On a recent October morning, an hour or so before sunrise, I awakened to a rumbling noise that increased during a few seconds’ time to a loud roar. My first reaction: military planes; another attack! Jumping up and looking out the already open window, I saw only the stars, bright and shining in the clear night sky, and heard only the diminishing sound of whatever had been overhead as it moved westward across the Rockies.
I stood for several minutes, first experiencing that sick sensation I remembered from September 11 nine years ago, and then an unexplained, unusual calmness.
Later that day, as sunshine brightened the last of our fall gold, I questioned what had so effectively erased my feelings of alarm. The answer has everything to do with the national holiday we are observing today.
Our veterans understand what we civilians can only wonder about.
They place a higher value than the rest of us upon going to sleep at night and awakening each morning without fear. I doubt whether a day passes that our veterans do not think of the responsibility they once assumed.
On Nov. 11, we ask ourselves as a nation to pause, consider what they have given us, and to offer one day of recognition to those who have helped ensure the peacefulness and freedom we enjoy.
Most of the time we may not even realize that an acquaintance has once held a front-line post during wartime. However, where I live, we know our neighbors.
The former rancher and his wife who recently celebrated 60 years of marriage live with his memories of a place in Germany called Dachau, his unit having been among the first U.S. Army troops to penetrate that hellhole.
One of the people I usually see at the Post Office served in the Air Force during the Korean War. After completing that tour of duty and 36 more years with the National Security Agency, the pilot moved to Steamboat Springs with his wife. His deep-voiced hello never fails to prompt a smile.
At the library I share a table with a long-haired Marine who worked as radar technician in Vietnam.
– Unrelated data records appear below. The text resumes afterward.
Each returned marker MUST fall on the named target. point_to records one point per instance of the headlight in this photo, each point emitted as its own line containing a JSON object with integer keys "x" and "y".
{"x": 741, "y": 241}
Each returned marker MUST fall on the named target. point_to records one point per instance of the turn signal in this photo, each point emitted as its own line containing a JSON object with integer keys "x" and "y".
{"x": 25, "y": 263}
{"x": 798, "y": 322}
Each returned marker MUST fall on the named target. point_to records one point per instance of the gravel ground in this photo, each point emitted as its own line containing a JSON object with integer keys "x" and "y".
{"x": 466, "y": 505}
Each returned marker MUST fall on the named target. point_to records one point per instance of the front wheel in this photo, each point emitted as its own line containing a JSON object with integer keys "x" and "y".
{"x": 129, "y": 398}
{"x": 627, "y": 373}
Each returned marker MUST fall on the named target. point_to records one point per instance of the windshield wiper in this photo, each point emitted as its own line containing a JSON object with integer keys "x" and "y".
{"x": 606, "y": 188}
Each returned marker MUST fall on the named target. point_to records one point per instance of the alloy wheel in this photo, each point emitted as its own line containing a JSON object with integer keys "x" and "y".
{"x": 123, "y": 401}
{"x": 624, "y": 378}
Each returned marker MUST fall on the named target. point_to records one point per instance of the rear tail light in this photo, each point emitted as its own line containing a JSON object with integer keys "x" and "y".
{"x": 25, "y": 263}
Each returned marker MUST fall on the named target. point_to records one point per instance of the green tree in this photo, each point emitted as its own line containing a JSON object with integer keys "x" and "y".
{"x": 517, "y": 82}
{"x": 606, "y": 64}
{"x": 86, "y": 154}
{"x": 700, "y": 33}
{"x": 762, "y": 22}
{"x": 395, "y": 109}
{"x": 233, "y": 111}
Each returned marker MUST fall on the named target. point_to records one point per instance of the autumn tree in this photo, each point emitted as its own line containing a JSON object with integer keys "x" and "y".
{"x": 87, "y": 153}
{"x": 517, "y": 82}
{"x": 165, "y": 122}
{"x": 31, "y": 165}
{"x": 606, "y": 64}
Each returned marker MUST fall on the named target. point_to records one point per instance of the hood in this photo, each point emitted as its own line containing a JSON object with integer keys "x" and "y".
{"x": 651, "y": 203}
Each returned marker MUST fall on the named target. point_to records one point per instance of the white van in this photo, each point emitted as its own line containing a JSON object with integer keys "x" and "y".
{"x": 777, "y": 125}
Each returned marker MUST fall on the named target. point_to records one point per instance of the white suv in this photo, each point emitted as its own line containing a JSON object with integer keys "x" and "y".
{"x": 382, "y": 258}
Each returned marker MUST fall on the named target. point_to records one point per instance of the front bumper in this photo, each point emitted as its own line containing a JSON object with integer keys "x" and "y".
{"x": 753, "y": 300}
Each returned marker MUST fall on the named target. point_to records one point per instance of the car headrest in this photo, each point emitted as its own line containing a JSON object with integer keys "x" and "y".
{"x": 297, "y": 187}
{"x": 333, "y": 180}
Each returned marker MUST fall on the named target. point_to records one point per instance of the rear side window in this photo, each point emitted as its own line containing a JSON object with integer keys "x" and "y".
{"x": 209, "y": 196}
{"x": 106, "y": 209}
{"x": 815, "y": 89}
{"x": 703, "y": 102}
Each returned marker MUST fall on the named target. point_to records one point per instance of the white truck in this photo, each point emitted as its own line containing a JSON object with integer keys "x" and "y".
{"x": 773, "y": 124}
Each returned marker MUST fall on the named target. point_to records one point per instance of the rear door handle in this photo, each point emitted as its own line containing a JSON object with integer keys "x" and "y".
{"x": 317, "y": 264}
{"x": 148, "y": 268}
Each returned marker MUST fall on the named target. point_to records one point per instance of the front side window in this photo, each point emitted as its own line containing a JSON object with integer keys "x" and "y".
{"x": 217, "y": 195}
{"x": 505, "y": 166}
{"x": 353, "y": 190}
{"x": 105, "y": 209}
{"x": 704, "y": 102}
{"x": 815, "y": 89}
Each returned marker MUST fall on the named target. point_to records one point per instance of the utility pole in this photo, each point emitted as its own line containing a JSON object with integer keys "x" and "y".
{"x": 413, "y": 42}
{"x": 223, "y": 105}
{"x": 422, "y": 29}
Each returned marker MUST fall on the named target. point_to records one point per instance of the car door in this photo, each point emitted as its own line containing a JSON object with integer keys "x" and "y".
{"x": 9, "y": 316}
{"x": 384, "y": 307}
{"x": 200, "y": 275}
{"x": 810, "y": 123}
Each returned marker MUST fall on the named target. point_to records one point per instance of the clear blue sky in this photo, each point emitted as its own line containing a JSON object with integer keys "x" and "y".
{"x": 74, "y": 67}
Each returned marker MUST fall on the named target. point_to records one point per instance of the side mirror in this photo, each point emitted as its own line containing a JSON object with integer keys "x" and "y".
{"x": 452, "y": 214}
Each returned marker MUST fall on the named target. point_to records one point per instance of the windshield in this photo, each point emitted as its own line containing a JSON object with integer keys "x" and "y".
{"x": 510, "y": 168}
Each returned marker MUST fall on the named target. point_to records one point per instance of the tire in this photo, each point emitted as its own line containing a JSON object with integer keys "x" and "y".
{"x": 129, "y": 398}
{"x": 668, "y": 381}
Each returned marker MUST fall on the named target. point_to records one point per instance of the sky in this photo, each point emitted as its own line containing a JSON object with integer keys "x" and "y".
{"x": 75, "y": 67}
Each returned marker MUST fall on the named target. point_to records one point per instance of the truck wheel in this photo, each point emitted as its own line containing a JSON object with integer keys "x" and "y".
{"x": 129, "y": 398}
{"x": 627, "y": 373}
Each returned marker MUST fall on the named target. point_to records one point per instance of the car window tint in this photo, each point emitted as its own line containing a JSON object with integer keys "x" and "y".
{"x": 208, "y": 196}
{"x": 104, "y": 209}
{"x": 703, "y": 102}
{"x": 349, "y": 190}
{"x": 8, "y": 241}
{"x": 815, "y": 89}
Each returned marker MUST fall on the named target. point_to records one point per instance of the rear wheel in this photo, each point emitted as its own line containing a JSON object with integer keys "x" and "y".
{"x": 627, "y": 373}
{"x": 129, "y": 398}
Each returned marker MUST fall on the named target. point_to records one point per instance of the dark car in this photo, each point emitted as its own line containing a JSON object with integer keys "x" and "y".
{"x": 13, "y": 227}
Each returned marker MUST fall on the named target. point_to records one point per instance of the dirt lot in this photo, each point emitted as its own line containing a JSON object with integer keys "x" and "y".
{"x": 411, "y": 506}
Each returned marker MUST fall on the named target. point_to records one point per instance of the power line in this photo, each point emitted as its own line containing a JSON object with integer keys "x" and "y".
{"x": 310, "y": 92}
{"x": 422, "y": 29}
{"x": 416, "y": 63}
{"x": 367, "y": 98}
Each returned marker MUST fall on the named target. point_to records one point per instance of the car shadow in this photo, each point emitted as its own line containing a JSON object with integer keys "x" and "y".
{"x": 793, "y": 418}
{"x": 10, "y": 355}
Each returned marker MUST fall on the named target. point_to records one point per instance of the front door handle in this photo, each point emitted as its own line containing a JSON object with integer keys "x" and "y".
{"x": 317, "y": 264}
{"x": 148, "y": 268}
Yet another Marine who operated ground radar in the DMZ that separated North from South is among the first to call when a friend we both care about needs help.
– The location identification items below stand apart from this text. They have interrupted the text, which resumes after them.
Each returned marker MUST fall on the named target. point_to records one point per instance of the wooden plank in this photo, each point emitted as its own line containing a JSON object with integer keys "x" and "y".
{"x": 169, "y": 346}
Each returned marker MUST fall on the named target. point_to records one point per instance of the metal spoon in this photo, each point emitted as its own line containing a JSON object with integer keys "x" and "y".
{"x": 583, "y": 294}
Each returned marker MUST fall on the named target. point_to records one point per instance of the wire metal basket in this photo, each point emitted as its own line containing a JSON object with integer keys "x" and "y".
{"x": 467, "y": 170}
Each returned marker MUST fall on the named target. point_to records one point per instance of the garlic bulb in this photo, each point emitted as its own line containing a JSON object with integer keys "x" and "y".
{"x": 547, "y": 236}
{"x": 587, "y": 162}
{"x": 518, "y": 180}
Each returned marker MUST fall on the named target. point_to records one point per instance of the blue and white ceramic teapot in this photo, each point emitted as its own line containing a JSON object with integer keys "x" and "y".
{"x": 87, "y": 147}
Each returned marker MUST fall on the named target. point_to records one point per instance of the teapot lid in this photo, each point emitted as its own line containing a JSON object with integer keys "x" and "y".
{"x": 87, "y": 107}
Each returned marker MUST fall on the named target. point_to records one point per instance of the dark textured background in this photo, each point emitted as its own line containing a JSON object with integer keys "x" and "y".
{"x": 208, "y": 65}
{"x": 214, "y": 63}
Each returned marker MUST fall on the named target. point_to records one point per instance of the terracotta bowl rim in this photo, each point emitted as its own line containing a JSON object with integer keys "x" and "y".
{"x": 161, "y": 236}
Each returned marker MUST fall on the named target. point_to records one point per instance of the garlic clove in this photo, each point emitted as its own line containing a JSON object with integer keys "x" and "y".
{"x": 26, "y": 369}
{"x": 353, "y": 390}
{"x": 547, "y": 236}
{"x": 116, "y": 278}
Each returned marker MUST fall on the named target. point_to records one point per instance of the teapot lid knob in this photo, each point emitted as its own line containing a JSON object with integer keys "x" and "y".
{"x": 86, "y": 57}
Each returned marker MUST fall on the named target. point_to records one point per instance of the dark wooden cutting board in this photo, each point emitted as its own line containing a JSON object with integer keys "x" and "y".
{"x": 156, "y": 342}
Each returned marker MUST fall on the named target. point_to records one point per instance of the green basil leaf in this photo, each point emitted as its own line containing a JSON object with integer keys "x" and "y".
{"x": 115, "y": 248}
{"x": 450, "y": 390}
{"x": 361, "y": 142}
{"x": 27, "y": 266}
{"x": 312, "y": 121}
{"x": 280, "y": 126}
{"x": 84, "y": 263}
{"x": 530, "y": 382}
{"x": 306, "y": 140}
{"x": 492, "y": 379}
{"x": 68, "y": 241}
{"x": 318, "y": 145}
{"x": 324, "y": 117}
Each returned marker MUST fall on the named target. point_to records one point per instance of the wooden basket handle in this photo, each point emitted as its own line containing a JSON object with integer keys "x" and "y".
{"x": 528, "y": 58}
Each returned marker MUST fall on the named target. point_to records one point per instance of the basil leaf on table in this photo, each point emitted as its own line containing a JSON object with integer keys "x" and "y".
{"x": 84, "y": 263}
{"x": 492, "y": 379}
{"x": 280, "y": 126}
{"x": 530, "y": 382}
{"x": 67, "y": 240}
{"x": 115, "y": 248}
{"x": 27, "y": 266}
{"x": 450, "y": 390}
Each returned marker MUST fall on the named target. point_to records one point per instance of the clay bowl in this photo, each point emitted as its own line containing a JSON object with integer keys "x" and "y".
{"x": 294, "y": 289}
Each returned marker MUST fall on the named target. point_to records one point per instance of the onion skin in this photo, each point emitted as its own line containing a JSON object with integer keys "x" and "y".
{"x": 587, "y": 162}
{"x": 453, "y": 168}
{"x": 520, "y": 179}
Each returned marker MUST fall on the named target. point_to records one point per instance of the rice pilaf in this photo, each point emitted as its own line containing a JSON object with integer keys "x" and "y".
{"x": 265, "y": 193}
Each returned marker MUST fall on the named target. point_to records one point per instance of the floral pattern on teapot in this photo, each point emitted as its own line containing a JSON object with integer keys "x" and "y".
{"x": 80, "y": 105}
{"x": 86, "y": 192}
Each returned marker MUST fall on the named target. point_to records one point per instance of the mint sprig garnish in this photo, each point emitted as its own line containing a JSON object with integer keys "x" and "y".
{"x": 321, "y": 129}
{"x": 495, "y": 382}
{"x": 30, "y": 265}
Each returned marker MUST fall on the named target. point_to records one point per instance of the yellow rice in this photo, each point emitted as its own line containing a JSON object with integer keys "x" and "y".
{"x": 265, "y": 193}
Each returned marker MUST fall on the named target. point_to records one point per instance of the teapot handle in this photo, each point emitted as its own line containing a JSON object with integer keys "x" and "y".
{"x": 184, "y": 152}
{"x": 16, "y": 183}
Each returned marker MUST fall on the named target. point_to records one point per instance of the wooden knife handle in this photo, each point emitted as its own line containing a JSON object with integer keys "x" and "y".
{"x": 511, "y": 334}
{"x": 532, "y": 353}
Whether newcomers or from longtime Routt County families, veterans are part of my life.
Boys who grew up on ranches left for Vietnam. One, a Navy River Rat, pursued VCs; another worked as Army forward observer. They returned home to find their town had changed as much as they had. Now, some 30 years later, their children are stacking hay, not, as their fathers did, with horses, but with powerful Ford and New Holland tractors.
From a different kind of war and to a different welcome, the next generation of veterans returned. Kids I knew as school children when I moved to Routt County almost 30 years ago came home from Desert Storm, honored heroes in the parade down Lincoln Avenue. And the scrawny teenager who loaned amateur me his best fishing pole has served three tours in Iraq, a proud and brawny Marine.
“Do you appreciate how good we have it?” one old seaman remarked, when I spoke of my reaction to the unexpected roar of planes overhead. “All of us, here in America, Colorado, Routt County . . . “
He didn’t have to say more. I felt again that unexplained calmness I had experienced at my open window a few nights earlier.
Today is Veterans Day. Let us join in saying “thank you.”
Harriet Freiberger has lived in the Elk River Valley since 1982.